Да в те годы, в чудесном новом здании, столько света и простора под стеклянным куполом центрального холла, открытые галереи трёх этажей, широкие перила сидеть и спорить, — в те годы в этом здании, воздвигнутом для светлых знаний, любви к науке и равновесия справедливости, студентам приходилось начать с борьбы за права духа — против студентов революционных, а те — ещё поблажка, если только с оглушительными политическими трафаретами, а то срыватели врывались в аудитории в чёрных папахах и с дубинками — разгонять слушателей на принудительную забастовку, — и вот тут было испытание и рост характера: без дубинки и без встречной рукопашной устоять и остаться слушать профессора Челпанова.

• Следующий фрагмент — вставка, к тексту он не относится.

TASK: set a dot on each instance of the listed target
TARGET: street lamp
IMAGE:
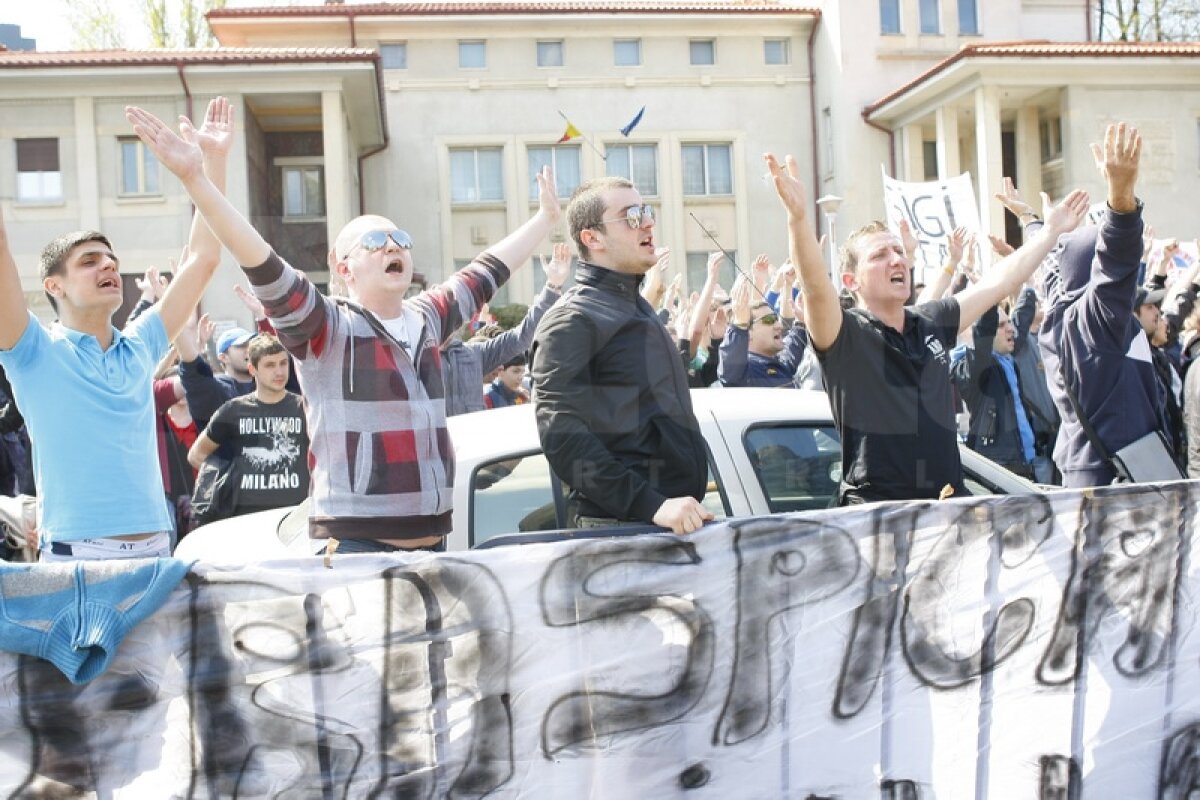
(829, 205)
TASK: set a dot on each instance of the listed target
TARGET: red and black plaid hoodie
(381, 456)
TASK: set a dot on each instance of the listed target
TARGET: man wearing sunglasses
(381, 453)
(756, 350)
(610, 390)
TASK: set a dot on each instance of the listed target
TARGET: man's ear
(591, 239)
(53, 286)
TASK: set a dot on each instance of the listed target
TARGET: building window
(1050, 133)
(703, 52)
(969, 17)
(139, 168)
(775, 52)
(627, 52)
(636, 162)
(889, 16)
(394, 55)
(563, 158)
(475, 175)
(929, 20)
(39, 178)
(929, 155)
(304, 192)
(473, 54)
(550, 54)
(707, 169)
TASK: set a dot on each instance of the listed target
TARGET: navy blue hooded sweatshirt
(1090, 281)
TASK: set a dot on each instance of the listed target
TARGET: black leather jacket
(611, 400)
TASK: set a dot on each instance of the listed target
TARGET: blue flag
(633, 122)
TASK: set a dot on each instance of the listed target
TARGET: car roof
(513, 429)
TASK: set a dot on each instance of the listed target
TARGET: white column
(87, 163)
(339, 209)
(1029, 155)
(989, 161)
(913, 156)
(948, 164)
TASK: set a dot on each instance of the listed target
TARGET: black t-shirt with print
(271, 450)
(893, 404)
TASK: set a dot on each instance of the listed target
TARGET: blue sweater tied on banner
(76, 614)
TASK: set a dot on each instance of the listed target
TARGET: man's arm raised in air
(822, 310)
(1011, 272)
(203, 254)
(13, 313)
(185, 160)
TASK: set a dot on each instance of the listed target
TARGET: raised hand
(250, 301)
(789, 186)
(558, 265)
(204, 331)
(1119, 160)
(739, 302)
(547, 194)
(178, 152)
(151, 284)
(761, 271)
(955, 244)
(1067, 215)
(215, 136)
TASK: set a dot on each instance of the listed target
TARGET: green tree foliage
(96, 24)
(1149, 20)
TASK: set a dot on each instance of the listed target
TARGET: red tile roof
(18, 59)
(526, 7)
(1043, 49)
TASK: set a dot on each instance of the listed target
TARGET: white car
(769, 451)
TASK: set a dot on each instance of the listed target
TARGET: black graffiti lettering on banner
(467, 660)
(568, 596)
(277, 642)
(924, 624)
(1059, 779)
(1125, 561)
(899, 791)
(781, 564)
(870, 633)
(1179, 777)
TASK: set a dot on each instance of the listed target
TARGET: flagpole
(595, 149)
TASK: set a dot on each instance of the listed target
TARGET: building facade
(438, 114)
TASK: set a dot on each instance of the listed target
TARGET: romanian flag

Челпанов читал введение в философию — и так читал, что это оторвало искателя от истории — и кинуло в мир философии. Год за годом потекли курсы — у Виппера философия истории, у Попова — история средневековой философии, у Лопатина — история новой философии, а затем — новый поворот — у Ивана Васильевича Попова история патриотической философии и сильное в университете даже посмертное влияние Сергея Николаевича Трубецкого, его духовного огня, и кипение семинаров: есть ли Бог? есть ли нравственный закон? есть ли непреходящий смысл жизни и мира? — а затем можно было взять историю религий, раннее христианство, — и так пролёг путь не кончить на университете, но идти в Духовную академию к тому же Попову.
Второе уже столетие модный всесветный атеизм, потекши в Россию через умы екатерининских вельмож — и вниз, и вниз, до сынов сельских батюшек, залил все сосуды образованного общества и отмыл его от веры. Для культурного круга России решено давно и бесповоротно, что всякая вера в небесное или полагание на бестелесное есть смехотворный вздор или бессовестный обман — для того, чтобы отвлечь народ от единственно верного пути демократического и материального переустройства, которое обеспечит всеобщее благоденствие, а значит и все виды условий для всех видов добра.